To perform regular expression processing in Python, we use the re module from the standard library. It allows you to extract, replace, and split strings using regular expression patterns.
- re — Regular expression operations — Python 3.10.0 Documentation
- Regular Expression HOWTO — Python 3.10.0 Documentation
In this section, we will first explain the functions and methods of the re module.
- Compiling regular expression patterns:
compile()
- match object
- Check if the beginning of the string matches, extract:
match()
- Check for matches not limited to the beginning:
search()
- Check if the entire string matches:
fullmatch()
- Get a list of all matching parts:
findall()
- Get all matching parts as an iterator:
finditer()
- Replace the matching part:
sub()
,subn()
- Splitting strings with regular expression patterns:
split()
After that, I will explain the meta characters (special characters) and special sequences of regular expressions that can be used in the re module. Basically, it is the standard regular expression syntax, but be careful about setting flags (especially re.ASCII).
- Regular expression metacharacters, special sequences, and caveats in Python
- Setting the flag
- Limited to ASCII characters:
re.ASCII
- Not case-sensitive:
re.IGNORECASE
- Match the beginning and end of each line:
re.MULTILINE
- Specify multiple flags
- Limited to ASCII characters:
- Greedy and non-greedy matches
- Compile the regular expression pattern: compile()
- match object
- Check if the beginning of a string matches, extract: match()
- Check for matches not limited to the beginning, extract: search()
- Check if the whole string matches: fullmatch()
- Get a list of all matching parts: findall()
- Get all matching parts as an iterator: finditer()
- Replace the matching parts: sub(), subn()
- Splitting strings with regular expression patterns: split()
- Regular expression metacharacters, special sequences, and caveats in Python
- Setting the flag
- Greedy and non-greedy matches
Compile the regular expression pattern: compile()

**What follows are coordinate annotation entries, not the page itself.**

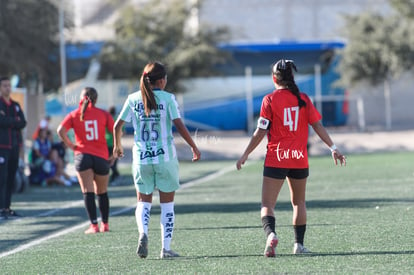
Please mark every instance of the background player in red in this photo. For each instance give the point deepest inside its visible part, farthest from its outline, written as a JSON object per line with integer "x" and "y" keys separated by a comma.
{"x": 91, "y": 154}
{"x": 285, "y": 115}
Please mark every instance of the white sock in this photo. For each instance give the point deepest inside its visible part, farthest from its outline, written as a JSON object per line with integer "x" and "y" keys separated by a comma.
{"x": 167, "y": 224}
{"x": 142, "y": 215}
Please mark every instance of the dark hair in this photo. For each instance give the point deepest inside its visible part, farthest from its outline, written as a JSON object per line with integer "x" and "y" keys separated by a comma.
{"x": 90, "y": 95}
{"x": 2, "y": 78}
{"x": 151, "y": 73}
{"x": 283, "y": 72}
{"x": 112, "y": 110}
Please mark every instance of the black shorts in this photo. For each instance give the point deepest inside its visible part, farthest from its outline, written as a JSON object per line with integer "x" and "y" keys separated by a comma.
{"x": 282, "y": 173}
{"x": 100, "y": 166}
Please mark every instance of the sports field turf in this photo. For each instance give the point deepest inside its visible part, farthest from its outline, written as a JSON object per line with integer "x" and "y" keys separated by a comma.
{"x": 360, "y": 221}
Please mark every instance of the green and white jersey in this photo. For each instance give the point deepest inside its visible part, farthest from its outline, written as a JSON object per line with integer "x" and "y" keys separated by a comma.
{"x": 154, "y": 142}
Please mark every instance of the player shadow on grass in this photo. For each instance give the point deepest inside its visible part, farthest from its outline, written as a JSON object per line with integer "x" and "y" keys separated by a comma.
{"x": 313, "y": 254}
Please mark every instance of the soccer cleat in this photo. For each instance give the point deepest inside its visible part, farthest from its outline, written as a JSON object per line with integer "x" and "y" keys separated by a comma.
{"x": 271, "y": 243}
{"x": 168, "y": 254}
{"x": 104, "y": 227}
{"x": 300, "y": 249}
{"x": 3, "y": 215}
{"x": 142, "y": 249}
{"x": 93, "y": 228}
{"x": 12, "y": 214}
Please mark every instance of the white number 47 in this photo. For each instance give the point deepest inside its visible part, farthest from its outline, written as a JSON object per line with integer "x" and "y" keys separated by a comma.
{"x": 287, "y": 118}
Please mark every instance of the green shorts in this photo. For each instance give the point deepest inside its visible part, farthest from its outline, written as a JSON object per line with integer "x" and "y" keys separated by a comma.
{"x": 163, "y": 176}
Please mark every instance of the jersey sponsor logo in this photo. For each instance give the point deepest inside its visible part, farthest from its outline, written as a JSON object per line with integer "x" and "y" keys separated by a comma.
{"x": 139, "y": 107}
{"x": 152, "y": 153}
{"x": 169, "y": 225}
{"x": 288, "y": 154}
{"x": 262, "y": 123}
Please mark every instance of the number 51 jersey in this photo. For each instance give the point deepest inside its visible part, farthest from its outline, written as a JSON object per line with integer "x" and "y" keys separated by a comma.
{"x": 288, "y": 128}
{"x": 90, "y": 133}
{"x": 153, "y": 138}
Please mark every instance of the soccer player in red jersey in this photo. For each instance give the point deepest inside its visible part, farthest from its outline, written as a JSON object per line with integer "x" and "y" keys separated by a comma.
{"x": 91, "y": 154}
{"x": 285, "y": 115}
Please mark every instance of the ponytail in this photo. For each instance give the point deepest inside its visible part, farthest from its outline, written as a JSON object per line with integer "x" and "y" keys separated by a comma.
{"x": 89, "y": 98}
{"x": 152, "y": 72}
{"x": 148, "y": 97}
{"x": 283, "y": 71}
{"x": 84, "y": 104}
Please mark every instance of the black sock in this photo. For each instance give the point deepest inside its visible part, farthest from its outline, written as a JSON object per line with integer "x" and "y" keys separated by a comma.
{"x": 90, "y": 205}
{"x": 299, "y": 233}
{"x": 103, "y": 202}
{"x": 268, "y": 223}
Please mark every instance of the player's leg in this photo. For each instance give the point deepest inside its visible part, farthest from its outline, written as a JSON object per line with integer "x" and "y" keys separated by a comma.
{"x": 167, "y": 181}
{"x": 270, "y": 191}
{"x": 144, "y": 181}
{"x": 85, "y": 174}
{"x": 101, "y": 180}
{"x": 297, "y": 189}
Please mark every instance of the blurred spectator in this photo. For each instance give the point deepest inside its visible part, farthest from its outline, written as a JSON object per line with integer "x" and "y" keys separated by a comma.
{"x": 43, "y": 124}
{"x": 46, "y": 167}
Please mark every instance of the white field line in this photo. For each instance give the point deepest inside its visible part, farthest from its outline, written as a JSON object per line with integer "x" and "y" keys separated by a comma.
{"x": 77, "y": 227}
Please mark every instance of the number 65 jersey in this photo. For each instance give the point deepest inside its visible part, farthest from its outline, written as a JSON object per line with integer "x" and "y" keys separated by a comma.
{"x": 153, "y": 138}
{"x": 288, "y": 128}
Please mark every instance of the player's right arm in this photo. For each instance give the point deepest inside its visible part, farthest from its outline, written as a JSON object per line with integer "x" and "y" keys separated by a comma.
{"x": 118, "y": 151}
{"x": 183, "y": 131}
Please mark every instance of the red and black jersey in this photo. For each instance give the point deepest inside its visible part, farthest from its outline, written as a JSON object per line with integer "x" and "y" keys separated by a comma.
{"x": 12, "y": 121}
{"x": 90, "y": 133}
{"x": 288, "y": 128}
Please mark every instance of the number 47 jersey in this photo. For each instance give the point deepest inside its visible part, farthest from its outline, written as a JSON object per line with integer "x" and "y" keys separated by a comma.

There are two ways to perform regular expression processing in the re module.
Run with function
The first is a function.re.match()
,re.sub()
Functions like these are available to perform extraction, replacement, and other processes using regular expression patterns.
The details of the functions will be described later, but in all of them, the first argument is the string of the regular expression pattern, followed by the string to be processed and so on. For example, in re.sub(), which performs substitution, the second argument is the substitution string, and the third argument is the string to be processed.
import re
s = 'aaa@xxx.com, bbb@yyy.com, ccc@zzz.net'
m = re.match(r'([a-z]+)@([a-z]+)\.com', s)
print(m)
# <re.Match object; span=(0, 11), match='aaa@xxx.com'>
result = re.sub(r'([a-z]+)@([a-z]+)\.com', 'new-address', s)
print(result)
# new-address, new-address, ccc@zzz.net
Note that [a-z] in the regular expression pattern in this example means any character from a to z (i.e. lowercase alphabet), and + means repeat the previous pattern (in this case [a-z]) one or more times. The [a-z]+ matches any string that repeats one or more lowercase alphabetic characters.
. is a meta character (a character with special meaning) and must be escaped with a backslash.
Since regular expression pattern strings often use a lot of backslashes, it is convenient to use raw strings as in the example.
Runs in a method of a regular expression pattern object
The second way to process regular expressions in the re module is the regular expression pattern object method.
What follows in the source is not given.